The War that Saved My Life, by Kimberly Brubaker Bradley. It's middle grade, and really good. My 10YO and I each picked it up just to look at, and ended up reading it straight through. It's about some kids who go away to the country during the London blitz, only the MC, Ada, has to actually run away to do it because she has a club foot and her mother is very abusive and doesn't want to even send her. A lady who doesn't know anything about children and is a bit of a misfit herself gets Ada and her brother Jamie assigned to her, and it's a lovely story of how she peels back the damage and helps these kids have a normal life.

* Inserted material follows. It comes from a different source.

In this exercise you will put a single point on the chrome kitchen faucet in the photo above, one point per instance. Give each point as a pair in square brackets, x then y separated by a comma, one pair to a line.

I thought the author was particularly gifted at giving us Ada's very ignorant-of-life POV, while at the same time showing the reader what's really going on.
The Paper Magician, Charlie N. Holmberg. It reads like YA, although the characters are slightly older, but it's in that fantasy setting where there's quite a sliding scale of ages it appeals to. It's England around the early 20th century, plus magic. A girl graduates and wants to be a metal magician, but there's a shortage of Folders (paper magicians), so she gets apprenticed to one of those, instead. And once you bond to your material, there's no going back--you can't change. There's mystery and chases with villains, and it's a series.
Crown Duel, Sherwood Smith. Which I have totally read before, but sometimes you need a book "friend." It's another "civilization of the feral child" story, set in a fantasy world.